Сделав эти два опыта и разочаровавшись в них, Толстой переходит к военным очеркам, не претендующим ни на какой определенный жанр и имеющим вид свободных этюдов или даже фельетонов. Он прежде всего возвращается к замыслу Кавказских очерков. В это время, по-видимому, были начаты «Казаки», но закончены они позже; подробно я буду говорить о них дальше — здесь интересно только отметить, что и в этой вещи оказалось внутреннее столкновение тех же сил — история душевной жизни Оленина, как «героя» повести, и независимо от него развернувшийся бытовой материал. Толстому нужен такой персонаж, душевной жизнью которого он мотивирует изображаемое, — Оленин в этом смысле тот же Нехлюдов, тот же Николенька. Но в «Детстве» Николенька не мешал Толстому, а в помещичьем романе и в «Казаках» этот персонаж, по законам формы, требует к себе внимания.
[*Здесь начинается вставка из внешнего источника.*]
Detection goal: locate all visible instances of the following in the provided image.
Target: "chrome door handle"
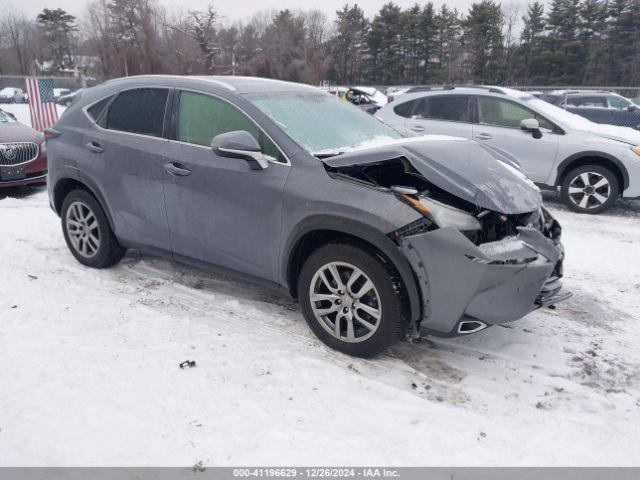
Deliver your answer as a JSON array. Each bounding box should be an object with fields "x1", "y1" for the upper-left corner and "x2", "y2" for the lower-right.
[
  {"x1": 474, "y1": 133, "x2": 492, "y2": 140},
  {"x1": 410, "y1": 125, "x2": 425, "y2": 132},
  {"x1": 86, "y1": 141, "x2": 104, "y2": 153},
  {"x1": 164, "y1": 162, "x2": 192, "y2": 177}
]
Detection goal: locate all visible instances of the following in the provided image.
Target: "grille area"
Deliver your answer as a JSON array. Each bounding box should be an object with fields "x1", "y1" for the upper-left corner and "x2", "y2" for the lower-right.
[{"x1": 0, "y1": 142, "x2": 39, "y2": 166}]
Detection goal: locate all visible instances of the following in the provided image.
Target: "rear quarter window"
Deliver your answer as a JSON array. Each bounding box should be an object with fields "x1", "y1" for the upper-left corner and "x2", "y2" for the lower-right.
[{"x1": 86, "y1": 95, "x2": 114, "y2": 122}]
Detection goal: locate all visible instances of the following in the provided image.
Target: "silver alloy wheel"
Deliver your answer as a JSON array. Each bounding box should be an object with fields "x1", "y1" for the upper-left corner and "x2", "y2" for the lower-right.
[
  {"x1": 66, "y1": 201, "x2": 100, "y2": 258},
  {"x1": 309, "y1": 261, "x2": 382, "y2": 343},
  {"x1": 568, "y1": 171, "x2": 611, "y2": 210}
]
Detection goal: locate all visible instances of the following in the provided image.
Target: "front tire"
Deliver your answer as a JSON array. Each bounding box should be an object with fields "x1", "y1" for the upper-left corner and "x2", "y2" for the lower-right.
[
  {"x1": 298, "y1": 243, "x2": 408, "y2": 358},
  {"x1": 61, "y1": 189, "x2": 126, "y2": 268},
  {"x1": 561, "y1": 165, "x2": 619, "y2": 214}
]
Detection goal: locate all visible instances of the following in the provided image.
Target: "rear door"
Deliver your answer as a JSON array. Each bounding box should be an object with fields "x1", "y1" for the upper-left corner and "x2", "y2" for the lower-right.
[
  {"x1": 162, "y1": 90, "x2": 290, "y2": 282},
  {"x1": 86, "y1": 87, "x2": 171, "y2": 250},
  {"x1": 404, "y1": 94, "x2": 473, "y2": 138},
  {"x1": 471, "y1": 96, "x2": 559, "y2": 182}
]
Стремление к крупным формам не оставляет Толстого, но самые формы еще не найдены. Толстой никогда нt рассказывает (как, например, Пушкин в «Повестях Белкина» или в «Капитанской дочке») — ему нужен такой медиум, восприятием которого определяется тон описания и выбор подробностей. Но, пока медиум этот воплощается в одном лице, Толстому не удается развернуть большой вещи.